Il mito parla della passione travolgente tra Venere e Marte, i quali finiscono per consumare il frutto del loro amore nel letto di Venere ed Efesto, fonte di grandissimo disonore per il marito. Efesto viene informato però da una sentinella, il Sole, il quale essendo onnipresente vede i due amanti “abbracciati in amore” (Omero, Odissea, VIII); furioso e straziato Efesto andò alla fucina meditando vendetta e creò una catena d’oro fina come la tela di un ragno ma indistruttibile, la posizionò proprio sul letto in modo da poter intrappolare i due amanti nel loro amplesso.
Una volta posizionata la trappola Efesto finse di andare a Lemno, sicuro che i due giovani dèi si sarebbero visti in sua assenza, e così fu, Marte prese per mano Venere e la accompagnò sul letto, proprio dove scattò la trappola, la rete li imprigionò ed Efesto corse a recuperare il suo “bottino” sbraitando agli dèi la sua ira:

“Zeus padre, o voi altri, o dei beati sempre viventi / qui a veder cose vergognose e ridicole / come la figlia di Zeus, Afrodite, ma che son zoppo / disprezza sempre, ama Ares crudele / perché è bello e sano di gambe; e io invece / son nato sciancato: e nessun altro ne ha colpa / tranne i due genitori: oh non m’avessero mai generato! / Ma guardate dove fanno all’amore quei due / saliti sopra il mio letto… Scoppio di rabbia a vederli.
Ora però non vorrebbero, penso, più neppure un minuto / Giacere insieme, per molto che s’amino: sì, non vorranno / Dormir più insieme, ma li terrà la catena, la trappola / finché tutti mi renda il padre i doni di nozze / quanti ho dovuto pagarne per questa sposa senza pudore. Certo, ha una figlia bella, ma incontinente!”
OMERO, Odissea, VIII

Gli dèi accorsero in gruppo per farsi beffe dei due amanti mentre le dee evitarono lo spettacolo per pudore, solo Poseidone, dio del mare, chiese ad Efesto di liberare i due poveri amanti, i quali una volta sciolti dalla rete indistruttibile scapparono uno in Tracia e l’altra a Cipro.
Anche se nella letteratura latina questo mito fu marginale, a causa degli ideali forti del mos maiorum soprattutto riguardanti la pudicizia femminile, caposaldo della società del tempo, l’amore tormentato e passionale di Venere Marte fu spesso fonte di ispirazione per letterati ed artisti. Lucrezio, nel De rerum natura, scrive uno dei versi più celebri e letti che riguardano questa storia, fa un elogio a Venere, unica dea capace di calmare il focoso carattere di Marte:

“Infatti tu sola puoi gratificare i mortali con una tranquilla pace / poiché le crudeli azioni guerresche governa Marte / dì possente in armi, che spesso rovescia il capo nel tuo grembo / vinto dall’eterna ferita d’amore, e così mirandoti con il tornito collo reclino / in te, o dea, sazia anelante d’amore gli avidi occhi / e alla tua bocca è sospeso il respiro del dio supino.”
Lucrezio, De rerum natura, 31-36

Pittori come Botticelli (1445-1510), Veronese (1528-1588) e Jacques-Louis David  (1748-1825), creeranno invece fantastiche opere pittoriche riguardanti i due giovani amanti nelle diverse fasi della loro relazione adulterina.

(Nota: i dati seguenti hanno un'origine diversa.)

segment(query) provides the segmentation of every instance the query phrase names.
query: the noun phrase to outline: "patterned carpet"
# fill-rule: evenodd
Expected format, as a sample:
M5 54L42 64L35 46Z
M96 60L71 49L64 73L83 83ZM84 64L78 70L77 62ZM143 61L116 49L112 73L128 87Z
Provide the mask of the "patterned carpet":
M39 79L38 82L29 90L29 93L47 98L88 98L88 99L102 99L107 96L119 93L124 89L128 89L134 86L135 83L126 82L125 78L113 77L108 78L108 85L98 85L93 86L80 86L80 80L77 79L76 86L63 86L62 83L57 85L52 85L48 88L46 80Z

Nella magnifica opera di Canova, commissionata dal principe reggente d’Inghilterra Giorgio IV, conclusa nel 1822, si trova tuttora al Buckingham Palace a Londra, i soggetti rappresentati sono Venere e Marte, Marte si erge virile, pronto a scattare con la lancia in mano ma volge alla sua amata uno sguardo languido, la bella Venere avvolta da un panneggio sottile si appoggia dolcemente e si abbandona ad un amorevole abbraccio. Ai loro piedi è presente una cornucopia a simboleggiare il ritorno della prosperità garantito dalla fine del conflitto bellico, i due giovani dèi celebrano allegoricamente la fine dell’epopea napoleonica con la quale termina anche il conflitto che attanagliava l’Europa.